NRE: I think it´s impossible to get rid of genotyping errors simply because when we merge reads there is always some degree of overmerging or undermerging, that is joining non- homologous reads together or splitting homologous reads into separate loci. We can use parameter sets that minimize these artefacts, but we can never completely remove them. One needs to understand how genotyping errors will affect their results. For example, in a population structure study, a few incorrectly called SNPs probably do not affect the results; however, if you are looking for candidate SNPs in a GWAS study for example, you may want to validate these (as when using any other approach) with a an alternative method.
JP: Know your data. Play with it, visualise it and see if what you get out at the end makes biological sense. It is impossible to completely remove genotyping errors, but it is do not to lose sleep over it! Just get a good idea of your data, and properly optimise your parameters!
What kind of computational background RAD-seq newbies should have for analysing those data in a proper and correct way?
NRE: UNIX. You really need to be comfortable with UNIX for being able to analyse your data properly.
JP: Unix for sure. It is incredibly versatile and will allow you to play with your data.
To RAD-seq or not to RAD-seq? There two schools of thought about this method. What is your opinion about it?

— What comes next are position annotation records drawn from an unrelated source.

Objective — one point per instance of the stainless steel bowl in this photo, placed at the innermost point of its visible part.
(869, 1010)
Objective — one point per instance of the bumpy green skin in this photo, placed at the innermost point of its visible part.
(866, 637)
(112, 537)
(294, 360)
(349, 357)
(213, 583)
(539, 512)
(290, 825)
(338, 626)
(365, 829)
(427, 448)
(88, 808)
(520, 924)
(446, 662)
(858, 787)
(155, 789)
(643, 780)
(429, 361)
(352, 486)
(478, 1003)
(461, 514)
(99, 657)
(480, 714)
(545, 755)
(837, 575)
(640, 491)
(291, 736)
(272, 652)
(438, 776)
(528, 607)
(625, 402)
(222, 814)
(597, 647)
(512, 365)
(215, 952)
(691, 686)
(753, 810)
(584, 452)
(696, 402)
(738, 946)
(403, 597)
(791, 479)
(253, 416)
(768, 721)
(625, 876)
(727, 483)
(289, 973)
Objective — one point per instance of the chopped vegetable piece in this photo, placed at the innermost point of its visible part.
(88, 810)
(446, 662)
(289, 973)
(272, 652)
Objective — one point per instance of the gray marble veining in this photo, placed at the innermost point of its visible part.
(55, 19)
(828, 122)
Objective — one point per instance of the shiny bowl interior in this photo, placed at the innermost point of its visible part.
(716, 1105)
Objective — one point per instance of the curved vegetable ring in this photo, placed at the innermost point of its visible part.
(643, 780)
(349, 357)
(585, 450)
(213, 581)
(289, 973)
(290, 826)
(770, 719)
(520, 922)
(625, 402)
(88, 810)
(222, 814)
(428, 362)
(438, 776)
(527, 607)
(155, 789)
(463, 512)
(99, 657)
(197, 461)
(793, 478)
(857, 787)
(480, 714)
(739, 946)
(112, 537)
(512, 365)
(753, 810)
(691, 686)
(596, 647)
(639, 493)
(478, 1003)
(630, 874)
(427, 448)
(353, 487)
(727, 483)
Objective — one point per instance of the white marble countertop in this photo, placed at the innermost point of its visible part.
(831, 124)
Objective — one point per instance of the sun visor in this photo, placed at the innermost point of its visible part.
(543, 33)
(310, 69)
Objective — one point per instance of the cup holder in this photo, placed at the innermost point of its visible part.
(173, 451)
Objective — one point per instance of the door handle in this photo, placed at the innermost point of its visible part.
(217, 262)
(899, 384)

NRE: You need to understand what you are aiming at achieving with your data. RAD-seq has numerous problems as many other approaches; it all depends on your scientific question. In some cases, RAD-seq is ideal, in others, you need to go for another approach. So, the easy answer to this question would be “it depends”.
JP: This depends on your biological hypothesis and your biological data. Not everyone has access to a reference genome (or can build one in a cost limited project) or, along the same lines, do WGS. It is important to think about the costs and benefits of all sequencing data, as well as the biases related to each.